Un grupo de investigadores consiguió un avance sin precedentes en el campo de la arqueología al descifrar el contenido de un antiguo papiro que permanecía sellado desde la erupción del Vesubio en el año 79 d.C. Lo más llamativo es que el manuscrito pudo leerse sin ser desenrollado, gracias a la combinación de inteligencia artificial, escaneos de alta precisión y técnicas de reconstrucción digital.
El documento pertenece a la colección de papiros encontrados en Herculano, la ciudad romana que, al igual que Pompeya, quedó sepultada bajo las cenizas del volcán. Durante siglos, estos rollos fueron considerados prácticamente imposibles de leer porque el calor los carbonizó y los volvió tan frágiles que abrirlos implicaba destruirlos.

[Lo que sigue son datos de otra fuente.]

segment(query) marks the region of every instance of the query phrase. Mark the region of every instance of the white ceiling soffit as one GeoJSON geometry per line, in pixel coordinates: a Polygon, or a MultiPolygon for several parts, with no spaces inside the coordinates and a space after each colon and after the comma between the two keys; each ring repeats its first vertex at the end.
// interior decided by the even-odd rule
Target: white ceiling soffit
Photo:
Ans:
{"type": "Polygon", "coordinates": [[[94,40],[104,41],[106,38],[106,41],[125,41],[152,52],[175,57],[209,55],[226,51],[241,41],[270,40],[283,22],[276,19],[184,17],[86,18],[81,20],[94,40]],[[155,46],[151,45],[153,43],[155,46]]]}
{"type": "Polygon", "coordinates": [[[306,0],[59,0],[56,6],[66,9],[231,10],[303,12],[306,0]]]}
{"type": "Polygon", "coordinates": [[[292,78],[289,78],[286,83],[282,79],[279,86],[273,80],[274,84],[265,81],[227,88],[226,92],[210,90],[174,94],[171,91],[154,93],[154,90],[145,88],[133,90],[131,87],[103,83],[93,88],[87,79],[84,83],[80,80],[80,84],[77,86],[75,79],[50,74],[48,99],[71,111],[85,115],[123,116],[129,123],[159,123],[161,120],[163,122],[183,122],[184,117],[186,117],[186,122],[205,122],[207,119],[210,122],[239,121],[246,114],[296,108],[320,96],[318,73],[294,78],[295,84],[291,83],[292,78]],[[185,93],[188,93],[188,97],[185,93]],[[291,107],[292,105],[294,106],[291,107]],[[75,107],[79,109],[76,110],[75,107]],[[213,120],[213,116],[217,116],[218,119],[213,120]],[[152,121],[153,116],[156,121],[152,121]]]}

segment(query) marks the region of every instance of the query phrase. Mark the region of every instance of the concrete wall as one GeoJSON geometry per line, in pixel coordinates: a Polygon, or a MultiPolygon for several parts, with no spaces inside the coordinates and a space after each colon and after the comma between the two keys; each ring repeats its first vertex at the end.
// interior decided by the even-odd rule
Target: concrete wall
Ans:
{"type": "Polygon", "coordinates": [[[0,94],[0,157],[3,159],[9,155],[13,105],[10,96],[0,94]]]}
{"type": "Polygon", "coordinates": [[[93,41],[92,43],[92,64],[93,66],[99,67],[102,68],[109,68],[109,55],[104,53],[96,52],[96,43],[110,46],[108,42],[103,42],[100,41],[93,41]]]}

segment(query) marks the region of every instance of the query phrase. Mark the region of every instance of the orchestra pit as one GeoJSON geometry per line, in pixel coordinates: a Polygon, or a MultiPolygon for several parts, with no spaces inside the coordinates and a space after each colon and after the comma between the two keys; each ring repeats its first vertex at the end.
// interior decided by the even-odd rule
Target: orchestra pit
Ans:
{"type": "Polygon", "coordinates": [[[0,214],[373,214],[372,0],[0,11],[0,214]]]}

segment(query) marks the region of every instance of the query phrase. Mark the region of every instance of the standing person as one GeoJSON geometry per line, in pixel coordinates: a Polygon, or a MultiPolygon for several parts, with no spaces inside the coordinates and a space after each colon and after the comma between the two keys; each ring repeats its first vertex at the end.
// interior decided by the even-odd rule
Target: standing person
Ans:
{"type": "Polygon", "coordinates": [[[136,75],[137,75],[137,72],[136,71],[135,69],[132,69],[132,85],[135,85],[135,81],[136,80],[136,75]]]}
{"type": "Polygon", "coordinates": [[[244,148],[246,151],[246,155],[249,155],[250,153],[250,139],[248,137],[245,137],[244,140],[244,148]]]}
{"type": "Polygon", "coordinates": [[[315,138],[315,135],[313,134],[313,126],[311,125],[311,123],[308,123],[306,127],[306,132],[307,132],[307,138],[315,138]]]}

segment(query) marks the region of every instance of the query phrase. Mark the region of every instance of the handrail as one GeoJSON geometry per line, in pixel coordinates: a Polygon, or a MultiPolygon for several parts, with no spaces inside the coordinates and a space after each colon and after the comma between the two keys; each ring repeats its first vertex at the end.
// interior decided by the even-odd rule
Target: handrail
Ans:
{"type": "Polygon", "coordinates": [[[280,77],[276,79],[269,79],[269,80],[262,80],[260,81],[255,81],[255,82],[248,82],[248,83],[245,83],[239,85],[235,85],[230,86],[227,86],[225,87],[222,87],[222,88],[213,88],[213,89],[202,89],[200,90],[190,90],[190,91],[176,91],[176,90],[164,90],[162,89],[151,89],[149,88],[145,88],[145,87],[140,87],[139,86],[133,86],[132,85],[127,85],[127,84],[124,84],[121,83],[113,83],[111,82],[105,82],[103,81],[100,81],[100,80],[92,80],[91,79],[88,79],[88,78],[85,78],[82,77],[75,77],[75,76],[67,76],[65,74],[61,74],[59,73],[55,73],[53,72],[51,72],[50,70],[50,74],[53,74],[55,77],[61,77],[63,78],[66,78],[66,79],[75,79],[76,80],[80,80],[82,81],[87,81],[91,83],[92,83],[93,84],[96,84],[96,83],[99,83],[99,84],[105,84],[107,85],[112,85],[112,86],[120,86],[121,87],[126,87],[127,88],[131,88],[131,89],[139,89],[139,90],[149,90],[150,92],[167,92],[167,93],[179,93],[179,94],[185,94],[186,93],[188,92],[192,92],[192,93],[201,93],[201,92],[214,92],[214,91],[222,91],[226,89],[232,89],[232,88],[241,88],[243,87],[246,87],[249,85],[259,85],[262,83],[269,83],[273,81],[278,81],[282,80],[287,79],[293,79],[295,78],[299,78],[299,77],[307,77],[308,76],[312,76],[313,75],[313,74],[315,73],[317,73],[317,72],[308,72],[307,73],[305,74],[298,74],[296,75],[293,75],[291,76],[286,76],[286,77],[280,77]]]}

Para resolver ese problema, los científicos realizaron una tomografía tridimensional del manuscrito y recrearon digitalmente cada una de sus capas internas. Luego, un algoritmo de inteligencia artificial identificó rastros casi imperceptibles de tinta y permitió reconstruir el texto oculto.
El resultado fue la lectura de un rollo de alrededor de un metro y medio de largo, organizado en unas veinte columnas de escritura.

Los especialistas determinaron que se trata de un texto filosófico vinculado al pensamiento estoico, centrado en cuestiones relacionadas con la conducta humana, la ética y el dominio de las emociones. Además, el manuscrito ofrece nuevos datos sobre Filodemo de Gadara, ya que sugiere que el filósofo escribió al menos ocho obras, una cantidad muy superior a la que se conocía hasta ahora.
El descubrimiento forma parte del Vesuvius Challenge, un proyecto internacional que reúne a expertos en arqueología, informática, inteligencia artificial e imágenes médicas con el propósito de recuperar el contenido de cientos de papiros carbonizados que permanecen almacenados desde hace casi dos milenios.
Para los investigadores, este avance marca un antes y un después, ya que abre la posibilidad de acceder a numerosas obras de la literatura clásica que hasta ahora se creían perdidas para siempre. El responsable del proyecto, Brent Seales, destacó que estos manuscritos dejaron de ser únicamente piezas arqueológicas para volver a convertirse en textos que pueden leerse y estudiarse.